The NOAA Storm Data contains 902,297 distinct storm events from 1950 to November 2011. Storm events are classified into 48 unique types (although due to inconsistent data input methods, there were almost 1000 different storm event types). The goal of this analysis was to determine: (1) the storm events with the most impact on population and (2) the storm events with the most impact on property/crop damage.
The following steps were undertaken:
1. Clean up the storm event type (EVTYPE) to reduce them from almost 1,000 different storm event types. Using regular expressions, I was able to narrow down the event types to just over 300 unique storm event types.
2. Transform the property and crop damage amounts into dollars.
3. Group fatalities and injuries by storm event type and plot histograms of the top-5 most impactful storm events (as measured by total fatalies and injuries).
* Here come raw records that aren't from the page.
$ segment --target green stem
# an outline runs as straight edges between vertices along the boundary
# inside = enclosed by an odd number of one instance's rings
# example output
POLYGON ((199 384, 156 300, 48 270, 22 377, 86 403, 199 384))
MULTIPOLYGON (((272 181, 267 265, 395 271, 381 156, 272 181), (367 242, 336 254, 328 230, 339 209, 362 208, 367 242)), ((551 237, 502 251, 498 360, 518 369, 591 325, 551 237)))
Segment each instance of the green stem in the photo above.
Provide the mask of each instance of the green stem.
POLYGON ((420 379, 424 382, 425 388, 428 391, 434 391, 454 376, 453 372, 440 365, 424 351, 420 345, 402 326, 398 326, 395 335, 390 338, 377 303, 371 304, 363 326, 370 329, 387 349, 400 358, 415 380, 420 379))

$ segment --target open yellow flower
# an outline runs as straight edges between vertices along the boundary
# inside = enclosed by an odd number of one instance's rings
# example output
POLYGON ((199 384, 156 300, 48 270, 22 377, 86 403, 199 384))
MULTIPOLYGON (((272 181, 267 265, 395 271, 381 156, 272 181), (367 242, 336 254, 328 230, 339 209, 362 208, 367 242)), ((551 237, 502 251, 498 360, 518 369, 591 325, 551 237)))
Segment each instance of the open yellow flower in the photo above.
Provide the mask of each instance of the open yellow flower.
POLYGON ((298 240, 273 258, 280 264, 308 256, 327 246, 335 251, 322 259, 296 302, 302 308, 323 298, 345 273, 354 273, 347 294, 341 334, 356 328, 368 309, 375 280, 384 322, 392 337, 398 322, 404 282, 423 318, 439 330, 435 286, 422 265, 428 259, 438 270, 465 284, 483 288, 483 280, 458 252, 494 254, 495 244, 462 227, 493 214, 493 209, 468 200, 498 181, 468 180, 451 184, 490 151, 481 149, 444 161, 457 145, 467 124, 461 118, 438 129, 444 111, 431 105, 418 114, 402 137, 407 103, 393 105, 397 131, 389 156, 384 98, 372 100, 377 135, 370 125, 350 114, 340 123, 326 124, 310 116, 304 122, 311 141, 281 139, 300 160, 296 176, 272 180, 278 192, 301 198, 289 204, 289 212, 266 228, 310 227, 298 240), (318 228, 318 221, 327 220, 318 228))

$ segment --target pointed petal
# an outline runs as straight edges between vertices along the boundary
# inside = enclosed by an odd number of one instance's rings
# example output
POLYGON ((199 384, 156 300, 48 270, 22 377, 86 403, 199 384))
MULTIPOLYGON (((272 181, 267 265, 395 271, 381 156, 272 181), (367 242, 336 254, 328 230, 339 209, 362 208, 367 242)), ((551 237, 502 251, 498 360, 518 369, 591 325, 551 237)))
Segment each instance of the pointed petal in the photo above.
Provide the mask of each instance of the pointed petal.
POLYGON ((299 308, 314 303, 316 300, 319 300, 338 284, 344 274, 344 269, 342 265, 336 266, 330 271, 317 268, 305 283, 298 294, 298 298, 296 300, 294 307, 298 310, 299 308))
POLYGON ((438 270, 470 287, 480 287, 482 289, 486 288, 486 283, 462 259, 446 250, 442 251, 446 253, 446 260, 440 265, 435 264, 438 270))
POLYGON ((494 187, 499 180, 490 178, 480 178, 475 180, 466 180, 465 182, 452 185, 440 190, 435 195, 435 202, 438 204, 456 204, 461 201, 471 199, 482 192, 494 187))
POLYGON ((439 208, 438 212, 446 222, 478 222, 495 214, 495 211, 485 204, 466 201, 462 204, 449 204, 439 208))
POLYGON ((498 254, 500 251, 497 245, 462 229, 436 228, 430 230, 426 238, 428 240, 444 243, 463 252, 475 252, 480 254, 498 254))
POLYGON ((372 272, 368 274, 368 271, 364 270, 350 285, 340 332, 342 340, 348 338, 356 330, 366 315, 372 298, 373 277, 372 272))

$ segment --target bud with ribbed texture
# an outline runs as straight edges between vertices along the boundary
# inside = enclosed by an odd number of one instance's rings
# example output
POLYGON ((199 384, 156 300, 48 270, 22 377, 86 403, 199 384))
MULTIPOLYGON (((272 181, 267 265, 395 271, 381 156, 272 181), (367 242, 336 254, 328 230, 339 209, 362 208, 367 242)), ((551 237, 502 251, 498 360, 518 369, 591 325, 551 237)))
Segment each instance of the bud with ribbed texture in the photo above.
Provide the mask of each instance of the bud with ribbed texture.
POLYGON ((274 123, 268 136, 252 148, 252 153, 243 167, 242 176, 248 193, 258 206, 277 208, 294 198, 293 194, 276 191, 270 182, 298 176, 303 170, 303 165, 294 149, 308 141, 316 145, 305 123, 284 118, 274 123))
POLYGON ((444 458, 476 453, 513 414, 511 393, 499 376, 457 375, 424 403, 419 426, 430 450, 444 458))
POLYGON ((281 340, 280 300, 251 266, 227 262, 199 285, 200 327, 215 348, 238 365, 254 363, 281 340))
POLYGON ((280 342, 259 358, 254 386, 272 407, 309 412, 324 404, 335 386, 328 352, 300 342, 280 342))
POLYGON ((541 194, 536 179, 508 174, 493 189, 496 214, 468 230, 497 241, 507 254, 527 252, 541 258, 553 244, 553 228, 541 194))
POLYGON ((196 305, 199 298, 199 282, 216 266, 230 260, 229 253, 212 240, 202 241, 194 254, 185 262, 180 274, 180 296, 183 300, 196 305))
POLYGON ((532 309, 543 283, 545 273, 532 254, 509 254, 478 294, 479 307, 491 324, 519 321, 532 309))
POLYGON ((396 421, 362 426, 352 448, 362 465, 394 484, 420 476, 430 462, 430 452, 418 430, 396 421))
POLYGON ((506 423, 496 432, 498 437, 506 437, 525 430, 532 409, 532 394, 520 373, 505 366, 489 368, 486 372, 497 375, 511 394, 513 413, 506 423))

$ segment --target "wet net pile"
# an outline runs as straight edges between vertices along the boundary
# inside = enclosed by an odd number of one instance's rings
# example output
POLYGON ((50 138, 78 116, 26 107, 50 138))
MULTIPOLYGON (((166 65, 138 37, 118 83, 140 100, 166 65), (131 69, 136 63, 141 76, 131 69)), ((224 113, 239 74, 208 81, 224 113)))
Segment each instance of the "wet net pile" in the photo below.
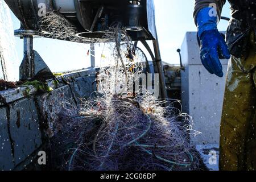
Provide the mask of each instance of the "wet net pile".
POLYGON ((105 43, 101 59, 110 66, 97 73, 97 91, 80 99, 78 106, 72 101, 61 103, 59 132, 52 141, 55 166, 68 170, 197 169, 188 139, 197 134, 191 117, 174 106, 179 101, 161 100, 134 86, 143 64, 121 27, 105 35, 113 43, 105 43))
MULTIPOLYGON (((77 28, 74 26, 58 11, 49 11, 38 22, 39 33, 46 37, 81 43, 109 42, 107 36, 86 38, 79 36, 77 28)), ((87 30, 89 32, 89 30, 87 30)), ((102 32, 101 32, 102 33, 102 32)), ((111 32, 109 32, 111 34, 111 32)), ((105 32, 108 34, 108 32, 105 32)), ((104 35, 104 34, 102 34, 104 35)))

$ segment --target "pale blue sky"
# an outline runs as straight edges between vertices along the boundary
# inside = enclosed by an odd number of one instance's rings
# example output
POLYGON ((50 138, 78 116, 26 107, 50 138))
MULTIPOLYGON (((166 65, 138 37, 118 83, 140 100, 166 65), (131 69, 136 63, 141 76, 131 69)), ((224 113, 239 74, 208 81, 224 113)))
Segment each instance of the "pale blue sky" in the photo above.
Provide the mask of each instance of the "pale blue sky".
MULTIPOLYGON (((179 64, 179 56, 176 51, 180 48, 185 32, 196 31, 192 16, 194 1, 155 0, 155 6, 162 60, 171 64, 179 64)), ((222 15, 230 17, 229 11, 229 4, 227 2, 222 15)), ((14 29, 19 28, 19 22, 13 14, 12 18, 14 29)), ((219 30, 225 31, 228 22, 221 21, 218 25, 219 30)), ((23 41, 16 38, 15 42, 19 59, 15 69, 18 69, 23 57, 23 41)), ((34 49, 39 53, 53 72, 90 66, 90 57, 86 55, 88 49, 88 45, 65 41, 45 38, 34 40, 34 49)))

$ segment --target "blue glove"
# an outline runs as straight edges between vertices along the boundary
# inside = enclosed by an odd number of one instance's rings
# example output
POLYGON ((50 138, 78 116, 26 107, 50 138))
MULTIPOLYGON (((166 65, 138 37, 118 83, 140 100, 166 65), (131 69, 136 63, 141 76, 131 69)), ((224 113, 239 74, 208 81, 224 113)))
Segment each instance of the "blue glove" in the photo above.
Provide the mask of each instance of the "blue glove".
POLYGON ((209 12, 212 9, 201 9, 196 18, 198 35, 201 41, 200 58, 209 72, 222 77, 222 66, 218 52, 227 59, 230 58, 230 55, 224 39, 217 28, 217 16, 209 15, 209 12))

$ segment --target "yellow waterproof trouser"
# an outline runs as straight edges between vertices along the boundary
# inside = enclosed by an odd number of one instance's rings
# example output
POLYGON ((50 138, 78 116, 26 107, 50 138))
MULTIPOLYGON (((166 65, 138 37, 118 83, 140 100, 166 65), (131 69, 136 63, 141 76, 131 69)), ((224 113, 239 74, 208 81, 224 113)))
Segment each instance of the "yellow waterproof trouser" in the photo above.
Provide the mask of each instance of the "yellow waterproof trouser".
POLYGON ((220 170, 256 170, 256 35, 249 53, 229 60, 220 142, 220 170))

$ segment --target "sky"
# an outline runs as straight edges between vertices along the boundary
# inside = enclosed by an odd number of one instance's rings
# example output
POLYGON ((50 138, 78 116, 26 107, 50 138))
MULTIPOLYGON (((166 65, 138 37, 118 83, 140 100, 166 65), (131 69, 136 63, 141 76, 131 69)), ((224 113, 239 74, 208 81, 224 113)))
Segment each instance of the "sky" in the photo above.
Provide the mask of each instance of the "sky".
MULTIPOLYGON (((187 31, 196 31, 193 11, 193 0, 155 0, 155 17, 162 60, 176 64, 179 63, 177 49, 181 47, 187 31)), ((225 5, 222 15, 230 17, 229 4, 225 5)), ((18 29, 20 23, 12 14, 14 29, 18 29)), ((218 24, 220 31, 225 31, 228 22, 222 20, 218 24)), ((23 58, 23 41, 15 38, 18 60, 14 67, 18 67, 23 58)), ((149 42, 150 45, 151 43, 149 42)), ((138 44, 141 48, 143 47, 138 44)), ((90 56, 87 55, 89 46, 46 38, 34 39, 34 49, 40 55, 52 72, 57 72, 90 66, 90 56)), ((144 50, 143 49, 143 51, 144 50)), ((181 50, 182 51, 182 50, 181 50)), ((96 57, 100 57, 100 51, 96 50, 96 57)), ((150 57, 146 53, 149 60, 150 57)), ((96 63, 96 65, 100 63, 96 63)), ((16 74, 17 77, 18 73, 16 74)))

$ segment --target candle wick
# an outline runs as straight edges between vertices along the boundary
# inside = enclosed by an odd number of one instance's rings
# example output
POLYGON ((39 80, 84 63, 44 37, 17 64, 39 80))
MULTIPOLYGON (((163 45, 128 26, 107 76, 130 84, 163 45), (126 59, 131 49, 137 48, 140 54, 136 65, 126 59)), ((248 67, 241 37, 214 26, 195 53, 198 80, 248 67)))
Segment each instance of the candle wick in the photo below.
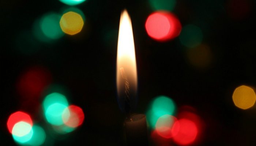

4. Group property and crop damage by storm event typ and plot histograms of the top-5 most impactful storm events (as measured by total property and crop damage).
opts_chunk$set(echo = TRUE)
setwd("/Users/GaryLo/Desktop/Data Science Specialization/Reproducible Research/Peer Assessment 2")
install.packages("ggplot2")
## Error: trying to use CRAN without setting a mirror
library(ggplot2)
library(ggplot2)
install.packages("knitr")
## Error: trying to use CRAN without setting a mirror
library(knitr)
# Multiple plot function
#
# ggplot objects can be passed in ..., or to plotlist (as a list of ggplot objects)
# - cols: Number of columns in layout
# - layout: A matrix specifying the layout. If present, 'cols' is ignored.
#
# If the layout is something like matrix(c(1,2,3,3), nrow=2, byrow=TRUE),
# then plot 1 will go in the upper left, 2 will go in the upper right, and
# 3 will go all the way across the bottom.
#
multiplot <- function(..., plotlist=NULL, file, cols=1, layout=NULL) {
require(grid)
# Make a list from the ... arguments and plotlist
plots <- c(list(...), plotlist)
numPlots = length(plots)
# If layout is NULL, then use 'cols' to determine layout
if (is.null(layout)) {
# Make the panel
# ncol: Number of columns of plots
# nrow: Number of rows needed, calculated from # of cols
layout <- matrix(seq(1, cols * ceiling(numPlots/cols)),
ncol = cols, nrow = ceiling(numPlots/cols))
}
if (numPlots==1) {
print(plots[[1]])
} else {
# Set up the page
grid.newpage()
pushViewport(viewport(layout = grid.layout(nrow(layout), ncol(layout))))
# Make each plot, in the correct location
for (i in 1:numPlots) {
# Get the i,j matrix positions of the regions that contain this subplot
matchidx <- as.data.frame(which(layout == i, arr.ind = TRUE))
print(plots[[i]], vp = viewport(layout.pos.row = matchidx$row,
layout.pos.col = matchidx$col))
}
}
}
url = "https://d396qusza40orc.cloudfront.net/repdata%2Fdata%2FStormData.csv.bz2"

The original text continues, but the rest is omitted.